Abstract
Over the past 30 years, magnetic resonance imaging has become a ubiquitous tool for accurately visualizing the change and development of the brain’s subcortical structures (e.g., hippocampus). Although subcortical structures act as information hubs of the nervous system, their quantification is still in its infancy due to many challenges in shape extraction, representation, and modeling. Here, we develop a simple and efficient framework of longitudinal elastic shape analysis (LESA) for subcortical structures. Integrating ideas from elastic shape analysis of static surfaces and statistical modeling of sparse longitudinal data, LESA provides a set of tools for systematically quantifying changes of longitudinal subcortical surface shapes from raw structure MRI data. The key novelties of LESA include: (i) it can efficiently represent complex subcortical structures using a small number of basis functions and (ii) it can accurately delineate the spatiotemporal shape changes of the human subcortical structures. We applied LESA to analyze three longitudinal neuroimaging datasets and showcase its wide applications in estimating continuous shape trajectories, building life-span growth patterns, and comparing shape differences among different groups. In particular, with the Alzheimer’s Disease Neuroimaging Initiative (ADNI) data, we found that Alzheimer’s Disease (AD) can significantly speed the shape change of the lateral ventricle and the hippocampus from 60 to 75 years olds compared with normal aging.
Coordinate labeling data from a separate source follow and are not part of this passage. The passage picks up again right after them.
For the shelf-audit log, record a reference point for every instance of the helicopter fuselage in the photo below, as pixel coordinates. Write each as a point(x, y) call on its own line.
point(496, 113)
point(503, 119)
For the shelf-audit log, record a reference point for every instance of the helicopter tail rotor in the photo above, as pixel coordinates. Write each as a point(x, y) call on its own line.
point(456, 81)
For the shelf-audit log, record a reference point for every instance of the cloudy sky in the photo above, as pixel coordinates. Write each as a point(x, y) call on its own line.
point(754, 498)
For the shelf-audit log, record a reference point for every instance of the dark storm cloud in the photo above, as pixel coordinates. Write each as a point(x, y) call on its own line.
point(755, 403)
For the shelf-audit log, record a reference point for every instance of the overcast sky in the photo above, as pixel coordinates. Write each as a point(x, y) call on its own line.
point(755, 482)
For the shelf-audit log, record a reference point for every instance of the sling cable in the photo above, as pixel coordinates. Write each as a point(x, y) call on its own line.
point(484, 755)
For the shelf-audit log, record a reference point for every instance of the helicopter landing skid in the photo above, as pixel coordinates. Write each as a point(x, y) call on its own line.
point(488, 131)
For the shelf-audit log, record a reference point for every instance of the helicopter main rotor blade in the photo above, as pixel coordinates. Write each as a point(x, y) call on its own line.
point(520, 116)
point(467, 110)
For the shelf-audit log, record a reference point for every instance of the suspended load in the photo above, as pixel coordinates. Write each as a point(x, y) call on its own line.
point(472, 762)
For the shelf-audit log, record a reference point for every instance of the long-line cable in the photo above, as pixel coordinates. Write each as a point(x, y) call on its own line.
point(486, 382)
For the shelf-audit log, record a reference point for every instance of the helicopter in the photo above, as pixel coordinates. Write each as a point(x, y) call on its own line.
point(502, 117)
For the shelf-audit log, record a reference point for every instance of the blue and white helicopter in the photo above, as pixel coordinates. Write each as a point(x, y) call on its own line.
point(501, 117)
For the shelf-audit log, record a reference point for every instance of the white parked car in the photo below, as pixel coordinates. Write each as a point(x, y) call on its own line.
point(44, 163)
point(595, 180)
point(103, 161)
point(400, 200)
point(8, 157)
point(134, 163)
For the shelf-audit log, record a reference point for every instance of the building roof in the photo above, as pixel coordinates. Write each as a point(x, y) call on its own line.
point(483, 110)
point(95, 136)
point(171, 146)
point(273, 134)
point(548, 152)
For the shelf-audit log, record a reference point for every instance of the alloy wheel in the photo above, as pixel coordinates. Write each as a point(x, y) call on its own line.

Supplementary materials for this article are available online.
Supplementary Materials
The supplementary materials mainly contain results for subcortical structures on the right side of the brain, for example, right ventricle and hippocampus, and some additional results for the left ventricle and hippocampus.
Acknowledgments
The data used in the preparation of this article were obtained from three resources: the Alzheimer’s Disease Neuroimaging Initiative (ADNI) database (adni.loni.usc.edu), the WU-Minn Human Connectome Project (HCP) consortium and the OpenPain Project (OPP). The ADNI was launched in 2003 as a public-private partnership, led by Principal Investigator Michael W. Weiner, MD. The Human Connectome Project, WU-Minn Consortium (Principal Investigators: David Van Essen and Kamil Ugurbil; 1U54MH091657), was funded by the 16 NIH Institutes and Centers that support the NIH Blueprint for Neuroscience Research; and by the McDonnell Center for Systems Neuroscience at Washington University. The funding for OPP (Principal Investigator: A. Vania Apkarian) was provided by the National Institute of Neurological Disorders and Stroke (NINDS) and National Institute of Drug Abuse (NIDA). OPP data are disseminated by the Apkarian Lab, Physiology Department at the Northwestern University, Chicago. This work was partially supported by U.S. NIH grants AG066970, MH120299, MH086633 and MH116527 and U.S. NSF grant 1953087. The content is solely the responsibility of the authors and does not necessarily represent the official views of the NIH or any other funding agency.